Conrad Hill, a spokesperson with the Virginia Department of Transportation, said VDOT and the Tazewell County Board of Supervisors have worked out plans to address some of the county’s most pressing road needs by the end of the 2018-2019 fiscal year.
One of the largest projects Hill said is a $12 million reconstruction and road-widening project on a section of Mud Fork Road between Route 642 and Route 644. Hill said approximately 2.3 miles of roadway will be widened or reconstructed.
“The $12 million price tag is a projection and we will refine that some,” he said. “That is a very large project and we thought $12 million was a good starting point for it. We will be refining that as we go along. Reconstruction of the road is not cheap. You’ve got right of way, fee costs, storm water management costs, and all those things add up to a large budget. It is a fairly large project and we have started to accumulate funding on that.”
Hill said VDOT is also planning on an $8.36 million reconstruction project on 1.73 miles of Big Branch Road/Route 696 near the intersection with Virginia Route 102. Hill said the governor has already pre-approved funding for the project.
A $1.82 million project aimed to reconstruct a portion of Dix Creek Road/Route 643 is also planned. Hill said the project will take place on a one-mile stretch of the road near the intersection with Route 810.
“The Dix Creek project is scheduled for 2016,” Hill said. “There was money that had to be programmed in from the unpaved roads fund to fully fund the project.”
A $1.5 million road-widening and expansion plan is also planned for 2.5 miles of Wolf Harber Road between Route 651 and Route 655, Hill said. Other road projects included in the plan are an $800,000 reconstruction to half a mile of Route 747 near the Pocahontas State Correctional Center and a $300,000 project on half a mile of road on Lick Branch Road/Route 686 between Route 631 and Route 636,
“Hopefully, as we move along we will see the funding increase for these projects,” Hill said. “We continue to build moneys for these projects and more projects in the future.”
Hill said changes to transportation taxes will mean VDOT can provide some additional funding for secondary road-paving projects in the coming years as well.

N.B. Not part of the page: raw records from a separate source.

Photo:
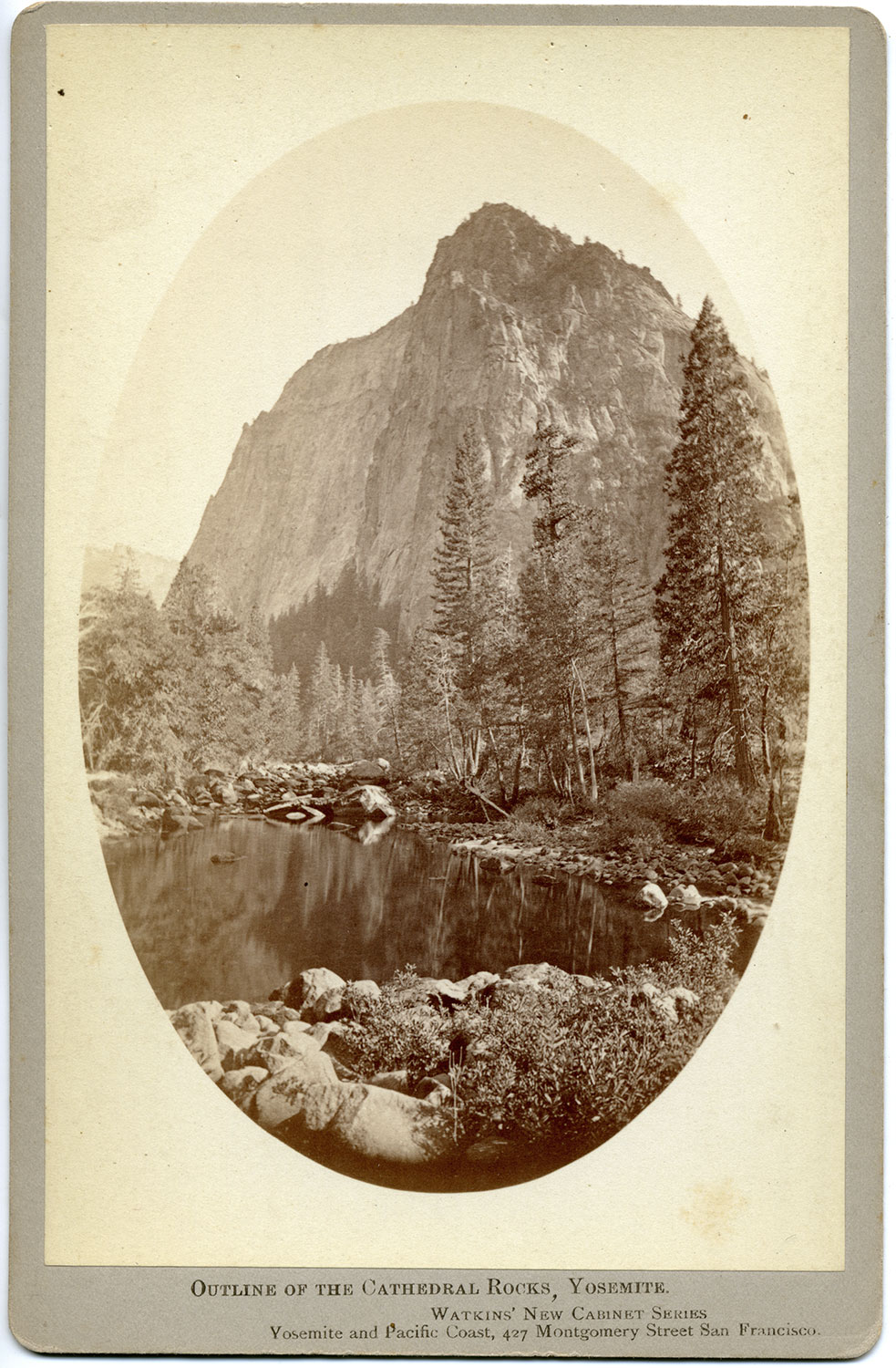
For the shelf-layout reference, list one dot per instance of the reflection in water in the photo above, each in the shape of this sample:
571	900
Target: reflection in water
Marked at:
312	895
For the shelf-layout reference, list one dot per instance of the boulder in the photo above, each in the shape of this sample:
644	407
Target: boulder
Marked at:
360	995
242	1083
178	820
529	973
394	1078
371	832
655	899
366	803
234	1044
328	1006
437	990
366	772
303	992
475	984
490	1151
372	1124
194	1023
281	1052
308	1089
385	1126
241	1014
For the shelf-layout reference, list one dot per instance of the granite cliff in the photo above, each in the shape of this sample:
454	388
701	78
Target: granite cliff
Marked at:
515	322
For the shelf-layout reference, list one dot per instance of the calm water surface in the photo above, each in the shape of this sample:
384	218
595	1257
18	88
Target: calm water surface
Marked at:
306	896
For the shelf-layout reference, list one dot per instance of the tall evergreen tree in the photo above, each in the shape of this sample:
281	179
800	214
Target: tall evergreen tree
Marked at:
710	598
464	575
556	635
466	558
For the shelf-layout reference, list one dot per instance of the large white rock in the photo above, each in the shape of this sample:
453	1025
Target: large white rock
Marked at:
311	984
194	1023
284	1094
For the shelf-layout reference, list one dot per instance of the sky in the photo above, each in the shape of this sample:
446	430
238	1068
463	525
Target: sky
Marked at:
224	202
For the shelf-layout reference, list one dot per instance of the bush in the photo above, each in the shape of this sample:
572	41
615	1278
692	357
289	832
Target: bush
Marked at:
561	1066
715	812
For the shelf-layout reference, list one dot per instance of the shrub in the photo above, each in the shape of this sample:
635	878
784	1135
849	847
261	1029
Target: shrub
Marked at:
399	1029
561	1066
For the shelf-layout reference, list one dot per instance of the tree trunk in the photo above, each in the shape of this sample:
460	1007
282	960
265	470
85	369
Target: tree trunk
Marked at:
584	713
773	829
743	760
494	751
573	738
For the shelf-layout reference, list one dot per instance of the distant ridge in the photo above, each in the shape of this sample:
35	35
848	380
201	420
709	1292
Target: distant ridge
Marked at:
103	568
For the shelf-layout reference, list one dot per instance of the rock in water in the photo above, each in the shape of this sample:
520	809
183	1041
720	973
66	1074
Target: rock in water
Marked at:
194	1023
311	984
366	803
366	772
655	899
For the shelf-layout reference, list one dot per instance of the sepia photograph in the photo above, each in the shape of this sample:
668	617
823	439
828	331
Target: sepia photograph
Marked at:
445	782
445	531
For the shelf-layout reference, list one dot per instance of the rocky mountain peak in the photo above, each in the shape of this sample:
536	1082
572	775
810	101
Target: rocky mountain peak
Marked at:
497	249
515	323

“With the development of governor’s new plan for changing the tax structure for transportation we now have some additional money available to us,” Hill said. “It’s not a lot of additional money but it is some additional money. Starting this year and 2014, we have money that is used on unpaved roads that receive more than 200 vehicles a day. Those start out at $200,000 the first year and go up to $280,000. Starting in 2017, unpaved funds can be used for any road that sees more than 50 vehicles per day.”